Dun Laoghaire-Dingle Offshore Race

The biennial Dun Laoghaire to Dingle race is a 320-miles race down the East coast of Ireland, across the south coast and into Dingle harbour in County Kerry. The latest news on the Dun Laoghaire to Dingle Race can be found by clicking on the link here. The race is organised by the National Yacht Club.

The 2021 Race will start from the National Yacht Club on Wednesday 9th, June 2021.

Round Ireland Yacht Race

This is a Wicklow Sailing Club race but in 2013 the Garden County Club made an arrangement that sees see entries berthed at the RIYC in Dun Laoghaire Harbour for scrutineering prior to the biennial 704–mile race start off Wicklow harbour. Larger boats have been unable to berth in the confines of Wicklow harbour, a factor WSC believes has restricted the growth of the Round Ireland fleet. 'It means we can now encourage larger boats that have shown an interest in competing but we have been unable to cater for in Wicklow' harbour, WSC Commodore Peter Shearer told Afloat.ie here. The race also holds a pre-ace launch party at the Royal Irish Yacht Club.

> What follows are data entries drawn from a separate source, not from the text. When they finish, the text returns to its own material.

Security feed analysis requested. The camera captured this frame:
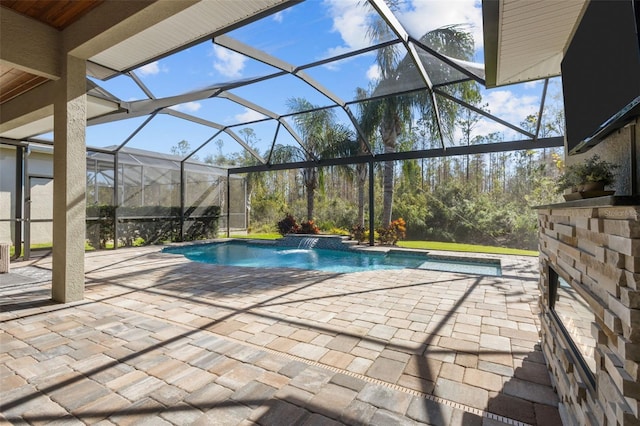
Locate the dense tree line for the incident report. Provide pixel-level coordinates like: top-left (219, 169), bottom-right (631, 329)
top-left (171, 18), bottom-right (564, 249)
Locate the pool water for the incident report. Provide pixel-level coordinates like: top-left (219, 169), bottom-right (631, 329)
top-left (163, 242), bottom-right (500, 276)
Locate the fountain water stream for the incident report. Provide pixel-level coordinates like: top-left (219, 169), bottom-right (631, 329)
top-left (298, 237), bottom-right (319, 250)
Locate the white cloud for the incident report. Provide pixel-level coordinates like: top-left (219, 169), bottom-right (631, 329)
top-left (138, 61), bottom-right (167, 77)
top-left (398, 0), bottom-right (484, 50)
top-left (325, 0), bottom-right (369, 57)
top-left (475, 90), bottom-right (540, 139)
top-left (367, 64), bottom-right (381, 81)
top-left (213, 45), bottom-right (247, 78)
top-left (324, 0), bottom-right (483, 67)
top-left (170, 102), bottom-right (202, 112)
top-left (234, 108), bottom-right (265, 123)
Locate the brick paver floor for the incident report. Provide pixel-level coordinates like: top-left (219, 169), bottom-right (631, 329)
top-left (0, 247), bottom-right (561, 426)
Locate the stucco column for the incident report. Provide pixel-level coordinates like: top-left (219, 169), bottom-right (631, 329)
top-left (51, 56), bottom-right (87, 302)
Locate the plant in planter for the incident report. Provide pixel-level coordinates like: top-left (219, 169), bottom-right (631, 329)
top-left (557, 154), bottom-right (619, 200)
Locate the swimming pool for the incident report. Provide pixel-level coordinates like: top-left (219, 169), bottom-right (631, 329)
top-left (163, 241), bottom-right (501, 276)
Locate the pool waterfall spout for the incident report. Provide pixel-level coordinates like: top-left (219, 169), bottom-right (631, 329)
top-left (298, 237), bottom-right (319, 250)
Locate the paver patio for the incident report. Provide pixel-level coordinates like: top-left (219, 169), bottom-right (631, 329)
top-left (0, 247), bottom-right (561, 426)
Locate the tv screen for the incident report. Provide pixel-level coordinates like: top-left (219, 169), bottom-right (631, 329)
top-left (561, 0), bottom-right (640, 154)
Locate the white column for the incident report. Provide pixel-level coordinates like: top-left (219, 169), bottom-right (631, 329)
top-left (51, 56), bottom-right (87, 303)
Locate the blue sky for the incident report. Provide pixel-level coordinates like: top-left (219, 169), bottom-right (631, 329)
top-left (79, 0), bottom-right (560, 158)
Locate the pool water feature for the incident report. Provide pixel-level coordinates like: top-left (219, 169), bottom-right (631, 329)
top-left (163, 241), bottom-right (501, 276)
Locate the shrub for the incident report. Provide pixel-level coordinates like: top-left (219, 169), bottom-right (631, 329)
top-left (328, 226), bottom-right (350, 236)
top-left (351, 224), bottom-right (366, 244)
top-left (298, 220), bottom-right (320, 234)
top-left (276, 213), bottom-right (300, 236)
top-left (378, 217), bottom-right (407, 245)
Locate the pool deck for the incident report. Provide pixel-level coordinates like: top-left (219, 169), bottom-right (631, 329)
top-left (0, 247), bottom-right (562, 426)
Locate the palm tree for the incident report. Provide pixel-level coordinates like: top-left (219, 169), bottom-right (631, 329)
top-left (361, 4), bottom-right (473, 225)
top-left (272, 98), bottom-right (353, 220)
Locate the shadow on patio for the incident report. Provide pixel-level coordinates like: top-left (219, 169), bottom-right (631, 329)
top-left (0, 248), bottom-right (560, 425)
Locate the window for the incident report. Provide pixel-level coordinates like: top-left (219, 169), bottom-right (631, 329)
top-left (549, 267), bottom-right (596, 387)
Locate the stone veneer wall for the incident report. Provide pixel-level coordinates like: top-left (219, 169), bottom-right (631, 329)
top-left (538, 203), bottom-right (640, 426)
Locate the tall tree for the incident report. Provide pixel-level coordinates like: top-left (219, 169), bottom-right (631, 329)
top-left (361, 4), bottom-right (473, 225)
top-left (272, 98), bottom-right (353, 220)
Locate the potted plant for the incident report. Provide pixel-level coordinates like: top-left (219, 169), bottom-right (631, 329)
top-left (557, 154), bottom-right (619, 200)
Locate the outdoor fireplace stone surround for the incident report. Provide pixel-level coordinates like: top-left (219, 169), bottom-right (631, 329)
top-left (537, 196), bottom-right (640, 425)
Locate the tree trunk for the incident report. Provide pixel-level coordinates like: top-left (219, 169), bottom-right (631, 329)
top-left (382, 160), bottom-right (394, 226)
top-left (356, 164), bottom-right (364, 228)
top-left (380, 121), bottom-right (397, 226)
top-left (303, 168), bottom-right (318, 220)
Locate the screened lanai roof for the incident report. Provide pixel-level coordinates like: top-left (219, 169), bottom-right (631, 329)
top-left (0, 0), bottom-right (562, 169)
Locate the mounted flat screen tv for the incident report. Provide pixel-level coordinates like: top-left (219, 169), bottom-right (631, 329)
top-left (561, 0), bottom-right (640, 154)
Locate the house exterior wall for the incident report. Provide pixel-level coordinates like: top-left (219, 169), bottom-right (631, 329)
top-left (0, 145), bottom-right (53, 244)
top-left (538, 120), bottom-right (640, 426)
top-left (565, 117), bottom-right (640, 195)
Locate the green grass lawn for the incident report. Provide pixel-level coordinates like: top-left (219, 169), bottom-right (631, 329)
top-left (231, 232), bottom-right (538, 256)
top-left (398, 241), bottom-right (538, 256)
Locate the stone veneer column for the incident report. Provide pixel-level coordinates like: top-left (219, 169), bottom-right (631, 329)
top-left (51, 56), bottom-right (87, 303)
top-left (538, 203), bottom-right (640, 426)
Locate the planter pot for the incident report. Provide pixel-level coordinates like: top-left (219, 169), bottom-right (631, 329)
top-left (578, 182), bottom-right (604, 192)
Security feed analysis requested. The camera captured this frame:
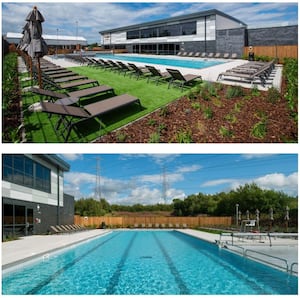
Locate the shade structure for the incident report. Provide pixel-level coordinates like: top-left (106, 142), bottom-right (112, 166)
top-left (25, 6), bottom-right (48, 88)
top-left (26, 6), bottom-right (48, 58)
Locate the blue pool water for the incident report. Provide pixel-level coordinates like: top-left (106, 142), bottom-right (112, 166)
top-left (96, 54), bottom-right (224, 69)
top-left (2, 231), bottom-right (298, 295)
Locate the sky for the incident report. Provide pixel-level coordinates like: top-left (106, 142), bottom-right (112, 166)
top-left (58, 153), bottom-right (298, 205)
top-left (2, 1), bottom-right (298, 44)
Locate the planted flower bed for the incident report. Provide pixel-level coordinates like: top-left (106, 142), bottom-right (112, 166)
top-left (97, 75), bottom-right (298, 143)
top-left (2, 53), bottom-right (21, 143)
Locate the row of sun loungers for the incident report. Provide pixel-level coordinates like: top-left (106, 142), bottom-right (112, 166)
top-left (134, 223), bottom-right (188, 229)
top-left (217, 61), bottom-right (275, 86)
top-left (177, 52), bottom-right (238, 59)
top-left (86, 57), bottom-right (202, 90)
top-left (50, 224), bottom-right (85, 234)
top-left (29, 62), bottom-right (141, 142)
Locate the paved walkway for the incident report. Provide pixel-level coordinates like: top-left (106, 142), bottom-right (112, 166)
top-left (2, 229), bottom-right (298, 269)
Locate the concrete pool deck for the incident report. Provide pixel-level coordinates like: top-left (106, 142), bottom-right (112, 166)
top-left (2, 229), bottom-right (298, 270)
top-left (44, 56), bottom-right (282, 91)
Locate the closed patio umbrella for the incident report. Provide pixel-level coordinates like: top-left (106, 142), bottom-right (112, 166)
top-left (26, 6), bottom-right (48, 88)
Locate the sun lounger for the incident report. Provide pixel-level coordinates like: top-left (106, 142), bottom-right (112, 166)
top-left (53, 75), bottom-right (88, 83)
top-left (146, 65), bottom-right (171, 85)
top-left (29, 85), bottom-right (114, 105)
top-left (167, 68), bottom-right (202, 90)
top-left (41, 94), bottom-right (140, 142)
top-left (217, 61), bottom-right (274, 86)
top-left (47, 71), bottom-right (76, 79)
top-left (128, 63), bottom-right (150, 80)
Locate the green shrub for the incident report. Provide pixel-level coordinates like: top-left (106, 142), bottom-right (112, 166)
top-left (226, 86), bottom-right (244, 99)
top-left (267, 86), bottom-right (281, 104)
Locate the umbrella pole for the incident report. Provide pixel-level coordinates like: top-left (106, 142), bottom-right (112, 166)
top-left (28, 55), bottom-right (33, 86)
top-left (37, 58), bottom-right (43, 88)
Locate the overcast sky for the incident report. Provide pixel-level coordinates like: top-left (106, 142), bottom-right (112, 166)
top-left (59, 154), bottom-right (298, 205)
top-left (2, 1), bottom-right (298, 43)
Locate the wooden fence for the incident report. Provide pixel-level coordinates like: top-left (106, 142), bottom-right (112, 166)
top-left (244, 45), bottom-right (298, 63)
top-left (74, 215), bottom-right (232, 228)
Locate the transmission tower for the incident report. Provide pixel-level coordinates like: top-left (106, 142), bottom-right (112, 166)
top-left (95, 157), bottom-right (101, 201)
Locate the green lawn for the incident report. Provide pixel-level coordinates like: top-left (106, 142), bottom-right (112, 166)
top-left (22, 66), bottom-right (185, 143)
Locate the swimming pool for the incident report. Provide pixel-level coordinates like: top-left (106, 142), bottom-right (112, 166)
top-left (2, 230), bottom-right (298, 295)
top-left (96, 54), bottom-right (225, 69)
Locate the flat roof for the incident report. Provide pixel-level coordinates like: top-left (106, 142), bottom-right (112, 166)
top-left (40, 154), bottom-right (70, 172)
top-left (99, 9), bottom-right (247, 34)
top-left (5, 32), bottom-right (87, 44)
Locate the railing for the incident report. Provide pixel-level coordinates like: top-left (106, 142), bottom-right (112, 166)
top-left (290, 262), bottom-right (298, 274)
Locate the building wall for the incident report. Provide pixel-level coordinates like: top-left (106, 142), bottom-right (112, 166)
top-left (246, 26), bottom-right (298, 46)
top-left (216, 28), bottom-right (246, 57)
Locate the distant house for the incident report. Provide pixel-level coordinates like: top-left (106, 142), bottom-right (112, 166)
top-left (99, 9), bottom-right (247, 55)
top-left (2, 154), bottom-right (74, 238)
top-left (4, 32), bottom-right (87, 50)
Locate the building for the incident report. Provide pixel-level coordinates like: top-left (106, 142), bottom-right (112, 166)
top-left (5, 32), bottom-right (87, 50)
top-left (99, 9), bottom-right (247, 55)
top-left (2, 154), bottom-right (74, 237)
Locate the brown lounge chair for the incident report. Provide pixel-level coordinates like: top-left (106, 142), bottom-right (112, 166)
top-left (41, 94), bottom-right (141, 142)
top-left (167, 68), bottom-right (202, 91)
top-left (29, 85), bottom-right (115, 105)
top-left (146, 65), bottom-right (171, 85)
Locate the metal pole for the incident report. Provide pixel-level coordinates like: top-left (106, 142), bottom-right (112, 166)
top-left (235, 204), bottom-right (239, 227)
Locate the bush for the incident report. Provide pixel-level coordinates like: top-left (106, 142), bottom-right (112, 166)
top-left (226, 86), bottom-right (244, 99)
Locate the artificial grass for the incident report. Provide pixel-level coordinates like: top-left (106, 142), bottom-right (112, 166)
top-left (22, 66), bottom-right (185, 143)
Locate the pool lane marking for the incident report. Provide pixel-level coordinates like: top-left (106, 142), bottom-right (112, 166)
top-left (153, 233), bottom-right (190, 295)
top-left (25, 233), bottom-right (119, 295)
top-left (105, 232), bottom-right (137, 295)
top-left (172, 232), bottom-right (268, 295)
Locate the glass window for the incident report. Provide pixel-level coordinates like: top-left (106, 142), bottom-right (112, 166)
top-left (2, 154), bottom-right (51, 193)
top-left (182, 22), bottom-right (196, 35)
top-left (127, 30), bottom-right (140, 39)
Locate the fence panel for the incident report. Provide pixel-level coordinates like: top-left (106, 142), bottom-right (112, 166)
top-left (244, 45), bottom-right (298, 63)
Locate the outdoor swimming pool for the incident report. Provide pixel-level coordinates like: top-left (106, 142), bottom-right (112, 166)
top-left (2, 230), bottom-right (298, 295)
top-left (96, 54), bottom-right (225, 69)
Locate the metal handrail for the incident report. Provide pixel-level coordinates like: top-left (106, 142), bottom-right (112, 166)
top-left (244, 249), bottom-right (289, 272)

Laser Masters World Championship 2018

  • 301 boats from 25 nations

Laser Radial World Championship 2016

  • 436 competitors from 48 nations

ISAF Youth Worlds 2012

  • The Youth Olympics of Sailing run on behalf of World Sailing in 2012.
  • Two-week event attracting 61 nations, 255 boats, 450 volunteers.
  • Generated 9,000 bed nights and valued at €9 million to the local economy.

The Harbour Police are authorised by the company to police the harbour and to enforce and implement bye-laws within the harbour, and all regulations made by the company in relation to the harbour.

There are four ship/ferry berths in Dun Laoghaire:

  • No 1 berth (East Pier)
  • No 2 berth (east side of Carlisle Pier)
  • No 3 berth (west side of Carlisle Pier)
  • No 4 berth  (St, Michaels Wharf)

Berthing facilities for smaller craft exist in the town's 800-berth marina and on swinging moorings.